Kindly requests for suggestions, thoughts based on the different metrics collected across various orgs.
Last edited by qaexp; 11-11-2014 at 12:57 AM.
There are no standard metrics. Every software development project is different and has different needs - the metrics collected (if any are collected) vary according to the needs of the project and the organization.
Some of the more common metrics I've seen used are:
- tester-reported issues vs customer-reported issues - which is not as simple as it seems, because before that ratio can be calculated, someone needs to filter out duplicate issue reports, non-issues, and feature requests disguised as bug reports.
- unresolved issue counts grouped by severity and priority - which is also not as simple as it seems because priority shifts depending on how close a project is to release, perceived customer needs, and many other factors.
- Issues resolved in some time frame - this tends not to be terribly useful in my opinion, and if it's used to evaluate the tester (or developer) it encourages fixing the obvious problem without investigating further.
The useful information that I've seen used includes things like:
- Modules of the product that get the most issue reports. This usually indicates high complexity, a lack of systematic regression, or both.
- Analyzing customer-reported issues to see if there is a way to prevent similar issues being released in future (often the answer is "no")

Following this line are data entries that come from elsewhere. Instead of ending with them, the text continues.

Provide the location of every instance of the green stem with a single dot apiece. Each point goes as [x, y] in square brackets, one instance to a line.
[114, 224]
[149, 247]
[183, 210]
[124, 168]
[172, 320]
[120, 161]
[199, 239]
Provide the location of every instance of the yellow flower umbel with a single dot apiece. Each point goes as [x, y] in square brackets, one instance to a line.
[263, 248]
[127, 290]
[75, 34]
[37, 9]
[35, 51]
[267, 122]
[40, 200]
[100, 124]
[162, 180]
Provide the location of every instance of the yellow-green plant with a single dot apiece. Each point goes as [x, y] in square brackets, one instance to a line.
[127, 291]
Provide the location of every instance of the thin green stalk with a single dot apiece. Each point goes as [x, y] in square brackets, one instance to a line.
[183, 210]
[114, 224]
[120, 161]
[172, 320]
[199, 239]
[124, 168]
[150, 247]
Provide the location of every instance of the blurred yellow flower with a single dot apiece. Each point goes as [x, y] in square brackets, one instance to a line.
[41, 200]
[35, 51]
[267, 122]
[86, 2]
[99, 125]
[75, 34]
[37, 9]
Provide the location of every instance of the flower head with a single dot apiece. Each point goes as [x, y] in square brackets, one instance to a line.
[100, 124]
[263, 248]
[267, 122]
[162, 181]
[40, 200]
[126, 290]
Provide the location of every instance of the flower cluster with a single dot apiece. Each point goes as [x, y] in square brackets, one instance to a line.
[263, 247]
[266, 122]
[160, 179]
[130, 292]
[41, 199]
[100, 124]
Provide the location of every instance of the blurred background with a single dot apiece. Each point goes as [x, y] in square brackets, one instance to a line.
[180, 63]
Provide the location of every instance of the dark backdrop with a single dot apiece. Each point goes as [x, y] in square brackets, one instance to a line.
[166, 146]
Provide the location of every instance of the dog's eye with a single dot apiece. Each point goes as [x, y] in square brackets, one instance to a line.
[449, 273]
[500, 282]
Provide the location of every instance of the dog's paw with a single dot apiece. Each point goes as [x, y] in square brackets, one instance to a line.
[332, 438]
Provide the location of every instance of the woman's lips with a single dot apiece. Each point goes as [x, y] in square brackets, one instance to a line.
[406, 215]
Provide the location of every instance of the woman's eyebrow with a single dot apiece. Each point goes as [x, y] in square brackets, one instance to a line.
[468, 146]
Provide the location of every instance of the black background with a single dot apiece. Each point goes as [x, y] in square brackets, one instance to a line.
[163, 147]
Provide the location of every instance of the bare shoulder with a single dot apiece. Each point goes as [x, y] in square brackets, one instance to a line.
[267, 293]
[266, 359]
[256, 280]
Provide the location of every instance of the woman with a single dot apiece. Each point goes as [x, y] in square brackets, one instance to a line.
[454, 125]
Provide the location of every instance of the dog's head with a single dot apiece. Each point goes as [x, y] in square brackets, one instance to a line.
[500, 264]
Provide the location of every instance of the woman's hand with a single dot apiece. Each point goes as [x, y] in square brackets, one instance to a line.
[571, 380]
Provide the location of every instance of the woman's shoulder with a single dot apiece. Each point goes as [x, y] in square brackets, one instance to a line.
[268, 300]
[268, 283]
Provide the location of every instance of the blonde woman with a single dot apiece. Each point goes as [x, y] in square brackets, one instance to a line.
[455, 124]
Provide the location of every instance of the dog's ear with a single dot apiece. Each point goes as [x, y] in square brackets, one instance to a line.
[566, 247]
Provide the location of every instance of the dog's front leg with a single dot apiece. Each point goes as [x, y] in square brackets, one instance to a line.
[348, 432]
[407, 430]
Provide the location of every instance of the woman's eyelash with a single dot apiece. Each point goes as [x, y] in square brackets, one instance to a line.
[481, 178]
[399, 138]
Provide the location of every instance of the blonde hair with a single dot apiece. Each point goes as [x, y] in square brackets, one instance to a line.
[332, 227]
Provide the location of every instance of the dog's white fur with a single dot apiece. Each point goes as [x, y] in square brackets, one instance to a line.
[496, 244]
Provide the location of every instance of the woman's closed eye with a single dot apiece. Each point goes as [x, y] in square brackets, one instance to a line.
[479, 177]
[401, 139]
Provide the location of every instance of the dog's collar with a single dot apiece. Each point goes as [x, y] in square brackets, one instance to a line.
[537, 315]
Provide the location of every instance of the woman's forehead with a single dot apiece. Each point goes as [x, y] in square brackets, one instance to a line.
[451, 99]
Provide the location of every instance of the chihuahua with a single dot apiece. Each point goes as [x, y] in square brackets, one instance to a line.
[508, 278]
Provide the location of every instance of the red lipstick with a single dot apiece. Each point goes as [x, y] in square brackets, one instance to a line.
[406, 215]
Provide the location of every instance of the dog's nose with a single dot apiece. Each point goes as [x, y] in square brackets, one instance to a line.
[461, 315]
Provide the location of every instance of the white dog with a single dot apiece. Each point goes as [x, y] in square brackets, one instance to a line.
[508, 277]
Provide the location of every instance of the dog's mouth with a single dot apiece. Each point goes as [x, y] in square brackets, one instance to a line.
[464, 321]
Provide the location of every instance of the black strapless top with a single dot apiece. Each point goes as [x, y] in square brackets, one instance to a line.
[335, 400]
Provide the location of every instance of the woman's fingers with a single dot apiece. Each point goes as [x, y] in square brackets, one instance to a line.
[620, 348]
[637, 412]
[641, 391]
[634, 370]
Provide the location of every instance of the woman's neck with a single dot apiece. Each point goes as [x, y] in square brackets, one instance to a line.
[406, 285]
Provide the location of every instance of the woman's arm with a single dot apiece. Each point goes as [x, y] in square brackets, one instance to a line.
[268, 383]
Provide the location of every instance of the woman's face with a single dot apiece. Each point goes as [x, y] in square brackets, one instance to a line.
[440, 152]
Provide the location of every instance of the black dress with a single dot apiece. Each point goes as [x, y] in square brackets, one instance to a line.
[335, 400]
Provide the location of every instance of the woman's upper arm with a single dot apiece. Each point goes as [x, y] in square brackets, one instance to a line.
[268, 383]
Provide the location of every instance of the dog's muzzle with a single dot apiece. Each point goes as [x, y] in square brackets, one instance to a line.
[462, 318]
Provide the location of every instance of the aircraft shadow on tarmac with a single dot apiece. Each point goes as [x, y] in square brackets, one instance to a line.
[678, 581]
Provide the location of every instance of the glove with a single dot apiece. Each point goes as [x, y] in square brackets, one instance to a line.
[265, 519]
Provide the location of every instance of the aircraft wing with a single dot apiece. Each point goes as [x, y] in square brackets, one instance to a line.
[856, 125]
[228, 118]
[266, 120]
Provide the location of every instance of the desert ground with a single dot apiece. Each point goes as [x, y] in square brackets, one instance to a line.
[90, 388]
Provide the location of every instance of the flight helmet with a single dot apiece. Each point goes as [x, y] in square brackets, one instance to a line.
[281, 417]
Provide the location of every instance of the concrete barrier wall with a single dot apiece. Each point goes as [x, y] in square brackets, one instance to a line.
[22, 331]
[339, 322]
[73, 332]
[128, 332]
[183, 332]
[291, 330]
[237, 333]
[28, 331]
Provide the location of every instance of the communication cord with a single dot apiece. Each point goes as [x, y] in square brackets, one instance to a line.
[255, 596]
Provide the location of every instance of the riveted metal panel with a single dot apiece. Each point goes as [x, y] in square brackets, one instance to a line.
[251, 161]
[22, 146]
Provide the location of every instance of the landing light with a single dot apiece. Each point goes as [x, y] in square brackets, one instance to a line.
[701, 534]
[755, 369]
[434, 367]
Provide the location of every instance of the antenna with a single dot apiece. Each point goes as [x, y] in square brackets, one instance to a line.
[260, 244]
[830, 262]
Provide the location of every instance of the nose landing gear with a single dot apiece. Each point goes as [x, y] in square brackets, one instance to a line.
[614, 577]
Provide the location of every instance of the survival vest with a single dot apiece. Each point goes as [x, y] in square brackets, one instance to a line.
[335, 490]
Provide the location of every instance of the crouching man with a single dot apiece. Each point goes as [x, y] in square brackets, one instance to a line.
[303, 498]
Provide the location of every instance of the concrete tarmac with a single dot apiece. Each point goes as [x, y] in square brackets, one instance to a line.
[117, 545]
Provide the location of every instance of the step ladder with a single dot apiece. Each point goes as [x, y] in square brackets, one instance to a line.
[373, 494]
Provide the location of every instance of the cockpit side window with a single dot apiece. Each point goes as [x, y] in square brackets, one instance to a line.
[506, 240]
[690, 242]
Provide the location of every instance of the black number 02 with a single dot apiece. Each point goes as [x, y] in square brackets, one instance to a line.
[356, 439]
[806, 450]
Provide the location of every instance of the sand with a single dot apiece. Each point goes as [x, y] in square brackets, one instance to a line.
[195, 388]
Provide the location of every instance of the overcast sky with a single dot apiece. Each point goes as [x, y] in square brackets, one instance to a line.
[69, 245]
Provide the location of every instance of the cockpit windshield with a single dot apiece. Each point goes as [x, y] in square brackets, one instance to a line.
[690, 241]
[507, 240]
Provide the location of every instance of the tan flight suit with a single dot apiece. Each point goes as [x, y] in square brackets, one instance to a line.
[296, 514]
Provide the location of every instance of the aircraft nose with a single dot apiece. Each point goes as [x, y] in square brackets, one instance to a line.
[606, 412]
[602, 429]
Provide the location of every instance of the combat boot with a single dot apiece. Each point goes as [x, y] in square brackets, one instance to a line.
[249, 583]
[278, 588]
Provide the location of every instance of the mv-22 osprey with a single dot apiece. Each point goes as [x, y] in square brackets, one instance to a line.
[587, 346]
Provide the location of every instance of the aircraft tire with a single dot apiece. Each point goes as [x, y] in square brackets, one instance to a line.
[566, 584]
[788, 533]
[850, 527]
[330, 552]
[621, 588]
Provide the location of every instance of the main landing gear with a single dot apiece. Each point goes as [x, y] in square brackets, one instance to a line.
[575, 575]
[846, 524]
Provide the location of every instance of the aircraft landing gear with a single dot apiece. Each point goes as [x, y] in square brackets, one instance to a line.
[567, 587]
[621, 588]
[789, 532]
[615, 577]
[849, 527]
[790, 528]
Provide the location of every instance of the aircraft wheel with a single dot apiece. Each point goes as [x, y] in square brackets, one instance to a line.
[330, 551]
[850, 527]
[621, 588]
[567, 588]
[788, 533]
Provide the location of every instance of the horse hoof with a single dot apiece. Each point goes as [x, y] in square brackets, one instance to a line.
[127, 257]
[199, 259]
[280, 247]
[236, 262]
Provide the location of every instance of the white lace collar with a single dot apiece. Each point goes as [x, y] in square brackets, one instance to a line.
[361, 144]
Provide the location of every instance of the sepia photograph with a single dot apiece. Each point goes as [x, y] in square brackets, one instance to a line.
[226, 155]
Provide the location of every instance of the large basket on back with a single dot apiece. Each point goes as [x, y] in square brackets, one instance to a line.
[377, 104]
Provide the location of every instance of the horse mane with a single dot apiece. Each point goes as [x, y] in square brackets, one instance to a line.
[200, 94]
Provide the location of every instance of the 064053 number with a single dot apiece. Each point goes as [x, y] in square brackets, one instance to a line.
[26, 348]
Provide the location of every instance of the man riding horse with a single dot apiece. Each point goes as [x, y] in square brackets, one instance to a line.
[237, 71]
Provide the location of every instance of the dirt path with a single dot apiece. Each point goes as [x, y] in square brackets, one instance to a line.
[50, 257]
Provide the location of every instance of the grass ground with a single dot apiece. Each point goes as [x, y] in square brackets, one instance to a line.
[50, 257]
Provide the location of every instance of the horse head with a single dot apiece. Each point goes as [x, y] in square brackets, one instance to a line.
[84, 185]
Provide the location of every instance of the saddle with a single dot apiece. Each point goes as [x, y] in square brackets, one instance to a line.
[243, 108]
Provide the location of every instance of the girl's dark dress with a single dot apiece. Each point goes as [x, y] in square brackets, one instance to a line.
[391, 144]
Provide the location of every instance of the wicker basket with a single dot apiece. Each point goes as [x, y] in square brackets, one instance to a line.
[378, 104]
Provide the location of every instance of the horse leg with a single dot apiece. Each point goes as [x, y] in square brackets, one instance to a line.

- Building listings of features/functionality that can be impacted by changes in other parts of the system. Depending on how old the software is and how actively it's developed, these can be quite bizarre and obscure. I've worked on an application that still had the core code from 20 years earlier which was such a big ball of spaghetti-code it was impossible to tell what would be impacted by a change to the core code.
There are many different kinds. Off the top of my head the ones I find most helpful are:
Cycle time - how long does it take you to complete a minimum viable product from conception to delivery.
% Complete and Accurate - how often can your development team sit down an get work done strought through to completion without having to contact a different group.
Productivity - I like function points per developer. Or test cases per QA.
Error rate - # of errors compared to some productivity measure.
If you do a full Value Stream analysis or even a process map, you'll come up with others. Measuring items coming out of a SIPOC is helpful, too.